如果target locus和subpath->locus相同，说明无需添加motion节点
确定target locus和subpath->locus所包含的segment数量，以其中segment数量最少的为准
如果target locus是segment或master上的singleton QE或QD进程【a singleton qExec (1-gang) on a segment db or the entry db, or the qDisp process，CdbLocusType_Entry表示entry db(即master)上单个backend进程，可以是QD(Query Dispatcher)，也可以是entry上的QE(Query Executor)，CdbLocusType_SingleQE任何节点上的单个backend进程，可以是QD或任意QE进程】: 1. entry–>entry不需要motion 2. singleQE–>singleQE不需要motion 3. entry–>singleQE不需要motion(slice’s QE再master上运行) 4. singleQE–>entry创建将任何节点上的单个backend进程的数据流向更改到master单个backend进程(singleton gang)的CdbMotionPath节点（只使用这个节点来表示路径具有’Entry’ locus；将不会在“计划”树中创建相应的“运动”节点，也就是目前没有这种数据流向）5. SegmentGeneral–>entry/singleQE 源locus为master/segment上的QE(generally available in any qExec, but not available in qDisp)，为这种情况创建motion。Data is only available on segments, to distingush it with CdbLocusType_General, adding a motion to indicated this slice must be executed on a singleton gang.This motion may be redundant for segmentGeneral --> singleQE if the singleQE is not promoted to executed on qDisp in the end, so in apply_motion_mutator(), we will omit it.数据仅在segment上可用，为了用CdbLocusType_General来区分它，添加一个动作来指示该切片必须在单个singleton gang上执行。如果singleQE最终没有被提升为在qDisp上执行，那么这个动作对于segmentGeneral–>singleQE来说可能是多余的，所以在apply_motion_mutator中，我们将省略它。6. Generall–>entry/singleQE 无需添加morion，可以再任何segment上直接运行(general兼容任何locus)。7. replicated–>singleton/entry 非法 8. Hashed/HashedOJ/Strewn–>singleton/entry 非法源locus的策略为哈希分布到所有QEs(hash partitioned over all qExecs of N-gang)、哈希分布outer join的结果null分布到任何segment(result of hash partitioned outer join, NULLs can be anywhere)、数据分布存储，但是分布键未知(partitioned on no known function)，为这种情况创建motion。

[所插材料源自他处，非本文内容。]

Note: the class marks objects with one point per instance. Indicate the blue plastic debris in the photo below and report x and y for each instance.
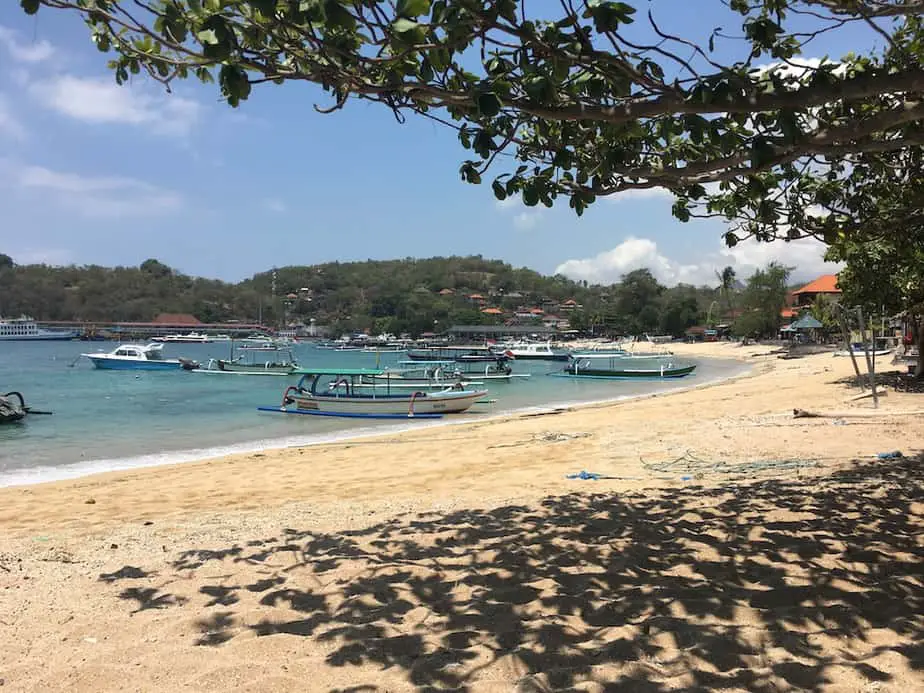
(894, 455)
(593, 476)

如果subpath->locus是segment或master上的singleton QE或QD进程【a singleton qExec (1-gang) on a segment db or the entry db, or the qDisp process，CdbLocusType_Entry表示entry db(即master)上单个backend进程，可以是QD(Query Dispatcher)，也可以是entry上的QE(Query Executor)，CdbLocusType_SingleQE任何节点上的单个backend进程，可以是QD或任意QE进程】: entry/singleQE–>partitioned或entry/singleQE–>replicated才合法，为这种情况创建motion。
如果subpath->locus是Hashed/HashedOJ/Strewn【哈希分布到所有QEs(hash partitioned over all qExecs of N-gang)、哈希分布outer join的结果null分布到任何segment(result of hash partitioned outer join, NULLs can be anywhere)、数据分布存储，但是分布键未知(partitioned on no known function)】：1. 如果目标locus也是Hashed/HashedOJ/Strewn，即partitioned–>partitioned，如果目标locus和源locus相等，则无需创建motion，否则为这种情况创建motion。2. 如果目标locus是replicated，即partitioned–>replicated为这种情况创建motion。其他情况为非法。
如果subpath->locus是General和任何locus都兼容：1. 如果源和目标locus满足general–>general或general–>replicated或general–>segmentGeneral(master/segment上的QE(generally available in any qExec, but not available in qDisp))，则无需创建motion。2. 如果目标locus是Hashed/HashedOJ/Strewn【哈希分布到所有QEs(hash partitioned over all qExecs of N-gang)、哈希分布outer join的结果null分布到任何segment(result of hash partitioned outer join, NULLs can be anywhere)、数据分布存储，但是分布键未知(partitioned on no known function)】，即general–>partitioned，为这种情况创建motion。其他情况为非法。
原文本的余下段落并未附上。